Après leur interception par les forces israéliennes, 176 membres de la flottille pour Gaza ont été débarqués en Crète, le 1er mai. Parmi eux, 31 ont été immédiatement transférés à l'hôpital de Sitia pour recevoir les premiers soins.
L'opération de débarquement s'est déroulée en coordination avec les autorités grecques, comme l'ont annoncé les autorités locales dans un communiqué. "Nous avons agi dans des conditions particulièrement difficiles pour assurer leur sécurité et leur protection," a précisé le document. Les militants, pour la plupart d'origine européenne, ont été escortés par les garde-côtes grecs vers quatre autocars, prêts pour un rapatriement rapide vers l'aéroport international d'Héraklion.
L'état de santé des personnes admises à l'hôpital n'a pas été divulgué, et les autorités grecs n'ont pas précisé la nationalité des militants.
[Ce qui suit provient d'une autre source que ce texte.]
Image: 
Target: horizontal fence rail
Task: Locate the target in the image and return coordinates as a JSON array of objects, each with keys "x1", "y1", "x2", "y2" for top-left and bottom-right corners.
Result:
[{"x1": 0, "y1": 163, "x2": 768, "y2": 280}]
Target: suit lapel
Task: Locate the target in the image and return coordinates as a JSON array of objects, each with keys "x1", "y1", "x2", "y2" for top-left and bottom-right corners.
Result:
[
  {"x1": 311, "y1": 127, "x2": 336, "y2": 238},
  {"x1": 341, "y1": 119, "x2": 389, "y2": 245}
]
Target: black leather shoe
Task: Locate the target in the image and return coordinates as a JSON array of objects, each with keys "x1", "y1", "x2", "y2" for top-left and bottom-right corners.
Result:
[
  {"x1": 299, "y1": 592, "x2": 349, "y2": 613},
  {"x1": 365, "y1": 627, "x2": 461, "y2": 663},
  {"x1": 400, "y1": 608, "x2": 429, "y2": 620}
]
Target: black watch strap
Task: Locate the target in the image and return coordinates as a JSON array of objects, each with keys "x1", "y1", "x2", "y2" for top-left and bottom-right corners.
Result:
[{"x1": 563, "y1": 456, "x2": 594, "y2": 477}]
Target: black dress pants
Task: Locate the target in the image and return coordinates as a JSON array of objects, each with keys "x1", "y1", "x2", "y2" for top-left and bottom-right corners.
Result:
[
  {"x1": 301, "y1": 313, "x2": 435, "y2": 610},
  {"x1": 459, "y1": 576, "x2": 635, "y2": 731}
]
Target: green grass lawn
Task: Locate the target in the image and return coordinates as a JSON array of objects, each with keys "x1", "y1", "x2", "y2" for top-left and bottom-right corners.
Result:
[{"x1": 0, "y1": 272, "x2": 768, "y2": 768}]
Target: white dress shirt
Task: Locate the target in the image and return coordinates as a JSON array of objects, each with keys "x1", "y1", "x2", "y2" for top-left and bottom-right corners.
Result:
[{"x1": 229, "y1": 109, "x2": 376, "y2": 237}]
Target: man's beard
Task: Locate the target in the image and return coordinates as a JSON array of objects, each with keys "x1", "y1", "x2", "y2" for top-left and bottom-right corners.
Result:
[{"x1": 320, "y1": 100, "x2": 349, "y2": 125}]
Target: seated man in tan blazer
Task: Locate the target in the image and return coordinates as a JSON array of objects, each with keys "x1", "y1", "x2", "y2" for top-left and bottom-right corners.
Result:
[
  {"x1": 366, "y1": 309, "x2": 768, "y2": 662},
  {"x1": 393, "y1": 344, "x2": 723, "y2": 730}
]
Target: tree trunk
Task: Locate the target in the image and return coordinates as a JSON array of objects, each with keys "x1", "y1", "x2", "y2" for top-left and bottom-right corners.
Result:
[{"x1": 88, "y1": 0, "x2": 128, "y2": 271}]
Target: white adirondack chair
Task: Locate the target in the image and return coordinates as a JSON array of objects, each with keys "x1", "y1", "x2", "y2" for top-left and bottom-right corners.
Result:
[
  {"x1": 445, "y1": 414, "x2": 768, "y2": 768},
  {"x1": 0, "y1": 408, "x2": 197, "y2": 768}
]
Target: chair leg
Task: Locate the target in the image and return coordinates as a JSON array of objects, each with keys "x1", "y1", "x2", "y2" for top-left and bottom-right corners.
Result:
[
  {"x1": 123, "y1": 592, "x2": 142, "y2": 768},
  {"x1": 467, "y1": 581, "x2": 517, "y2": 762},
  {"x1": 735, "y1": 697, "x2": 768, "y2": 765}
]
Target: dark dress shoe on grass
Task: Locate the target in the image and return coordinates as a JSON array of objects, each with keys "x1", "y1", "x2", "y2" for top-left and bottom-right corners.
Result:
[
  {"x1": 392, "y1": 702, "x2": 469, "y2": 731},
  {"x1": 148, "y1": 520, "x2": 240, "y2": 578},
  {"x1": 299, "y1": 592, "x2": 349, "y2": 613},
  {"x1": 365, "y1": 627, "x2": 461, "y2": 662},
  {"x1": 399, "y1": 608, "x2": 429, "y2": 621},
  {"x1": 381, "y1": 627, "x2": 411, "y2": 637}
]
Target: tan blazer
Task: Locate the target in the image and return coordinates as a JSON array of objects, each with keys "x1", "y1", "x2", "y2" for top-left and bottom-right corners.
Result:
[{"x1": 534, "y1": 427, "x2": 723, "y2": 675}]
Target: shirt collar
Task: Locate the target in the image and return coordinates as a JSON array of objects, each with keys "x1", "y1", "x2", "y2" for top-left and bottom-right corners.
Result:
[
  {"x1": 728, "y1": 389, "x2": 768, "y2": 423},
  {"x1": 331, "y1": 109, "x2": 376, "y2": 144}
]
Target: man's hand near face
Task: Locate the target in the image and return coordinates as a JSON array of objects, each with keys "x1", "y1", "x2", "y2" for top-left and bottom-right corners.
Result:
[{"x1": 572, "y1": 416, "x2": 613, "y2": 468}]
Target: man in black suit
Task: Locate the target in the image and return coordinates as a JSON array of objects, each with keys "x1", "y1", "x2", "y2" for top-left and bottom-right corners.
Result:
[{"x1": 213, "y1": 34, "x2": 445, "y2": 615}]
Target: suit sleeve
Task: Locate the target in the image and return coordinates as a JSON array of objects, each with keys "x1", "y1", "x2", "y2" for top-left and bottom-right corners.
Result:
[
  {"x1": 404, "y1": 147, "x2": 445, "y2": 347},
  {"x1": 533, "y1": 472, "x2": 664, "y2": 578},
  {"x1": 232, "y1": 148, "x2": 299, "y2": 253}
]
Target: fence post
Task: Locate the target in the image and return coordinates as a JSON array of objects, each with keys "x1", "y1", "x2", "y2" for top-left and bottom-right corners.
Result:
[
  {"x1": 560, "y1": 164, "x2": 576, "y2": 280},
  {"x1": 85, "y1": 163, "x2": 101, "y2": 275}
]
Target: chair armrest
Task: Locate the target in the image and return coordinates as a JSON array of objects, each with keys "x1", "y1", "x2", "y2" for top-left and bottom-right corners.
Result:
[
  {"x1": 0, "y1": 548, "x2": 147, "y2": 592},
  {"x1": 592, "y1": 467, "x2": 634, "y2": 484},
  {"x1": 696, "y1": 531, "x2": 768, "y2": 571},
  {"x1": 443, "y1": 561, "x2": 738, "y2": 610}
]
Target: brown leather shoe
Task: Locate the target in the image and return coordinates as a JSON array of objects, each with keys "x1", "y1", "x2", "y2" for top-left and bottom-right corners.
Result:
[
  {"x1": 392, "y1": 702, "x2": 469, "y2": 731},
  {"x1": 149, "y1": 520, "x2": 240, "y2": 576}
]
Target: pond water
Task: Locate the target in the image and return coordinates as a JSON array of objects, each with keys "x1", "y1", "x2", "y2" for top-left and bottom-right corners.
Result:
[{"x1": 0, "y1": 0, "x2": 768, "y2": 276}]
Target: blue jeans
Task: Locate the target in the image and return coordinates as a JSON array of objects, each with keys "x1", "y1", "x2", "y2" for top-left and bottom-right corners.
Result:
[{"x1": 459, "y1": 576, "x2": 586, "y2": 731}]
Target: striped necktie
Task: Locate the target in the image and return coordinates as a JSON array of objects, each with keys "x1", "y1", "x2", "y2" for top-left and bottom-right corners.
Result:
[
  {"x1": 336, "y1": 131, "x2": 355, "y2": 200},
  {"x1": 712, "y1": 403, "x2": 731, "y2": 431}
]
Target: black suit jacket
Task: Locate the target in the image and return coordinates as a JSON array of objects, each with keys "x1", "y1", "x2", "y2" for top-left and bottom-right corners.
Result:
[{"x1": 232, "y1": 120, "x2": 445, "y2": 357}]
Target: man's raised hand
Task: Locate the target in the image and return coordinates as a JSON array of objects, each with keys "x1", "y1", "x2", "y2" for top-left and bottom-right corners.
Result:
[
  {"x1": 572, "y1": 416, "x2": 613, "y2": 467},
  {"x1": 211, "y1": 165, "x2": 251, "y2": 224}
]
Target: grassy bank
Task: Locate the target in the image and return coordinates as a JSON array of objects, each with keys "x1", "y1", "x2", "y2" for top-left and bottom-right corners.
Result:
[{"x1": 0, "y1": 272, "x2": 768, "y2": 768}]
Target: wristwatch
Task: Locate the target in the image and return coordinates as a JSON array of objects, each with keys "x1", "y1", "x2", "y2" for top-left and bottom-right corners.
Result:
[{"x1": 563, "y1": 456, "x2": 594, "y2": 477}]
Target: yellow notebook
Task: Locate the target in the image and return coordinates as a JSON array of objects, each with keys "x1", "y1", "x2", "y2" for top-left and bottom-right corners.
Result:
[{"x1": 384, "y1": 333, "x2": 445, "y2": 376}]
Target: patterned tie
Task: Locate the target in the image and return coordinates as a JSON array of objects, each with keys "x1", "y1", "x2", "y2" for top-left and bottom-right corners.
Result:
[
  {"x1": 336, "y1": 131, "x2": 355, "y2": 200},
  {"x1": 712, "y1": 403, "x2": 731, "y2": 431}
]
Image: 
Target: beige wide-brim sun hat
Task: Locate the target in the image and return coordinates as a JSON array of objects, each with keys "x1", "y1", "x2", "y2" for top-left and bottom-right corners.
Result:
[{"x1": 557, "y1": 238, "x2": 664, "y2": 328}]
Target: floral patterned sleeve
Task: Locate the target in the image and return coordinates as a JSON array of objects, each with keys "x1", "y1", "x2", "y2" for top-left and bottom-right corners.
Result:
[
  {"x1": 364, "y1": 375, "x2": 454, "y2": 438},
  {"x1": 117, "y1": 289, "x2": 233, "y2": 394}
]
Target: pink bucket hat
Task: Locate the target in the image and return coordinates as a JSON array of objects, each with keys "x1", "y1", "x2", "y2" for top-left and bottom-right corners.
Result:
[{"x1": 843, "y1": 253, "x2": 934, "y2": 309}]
Cependant, la situation a suscité des inquiétudes au niveau international, notamment au sein du gouvernement espagnol qui demande la "libération immédiate" de l'un des militants, Saif Abu Keshek.
Deux passagers transférés en Israël pour y être interrogés
Selon Oren Marmorstein, porte-parole du ministère israélien des Affaires étrangères, "tous les militants de la flottille sont maintenant en Grèce, sauf Saif Abu Keshek et Thiago Avila". Ces deux individus sont soupçonnés d'appartenir à une organisation terroriste et d'activités illégales respectivement. Ils seront prochainement transférés en Israël pour interrogatoire.
Ce dernier naufrage humanitaire faisait partie d'une flottille visant à rompre le blocus de Gaza. Les organisateurs affirment que leur but était d'apporter une aide essentielle aux habitants de ce territoire palestinien. Ce n'est pas la première fois que ce type d'initiative rencontre des difficultés. En 2025, lors de la première mission de la flottille mondiale Sumud, plusieurs centaines de militants, y compris des personnalités telles que Greta Thunberg, avaient été arrêtés en mer avant d'être expulsés vers leurs pays d'origine.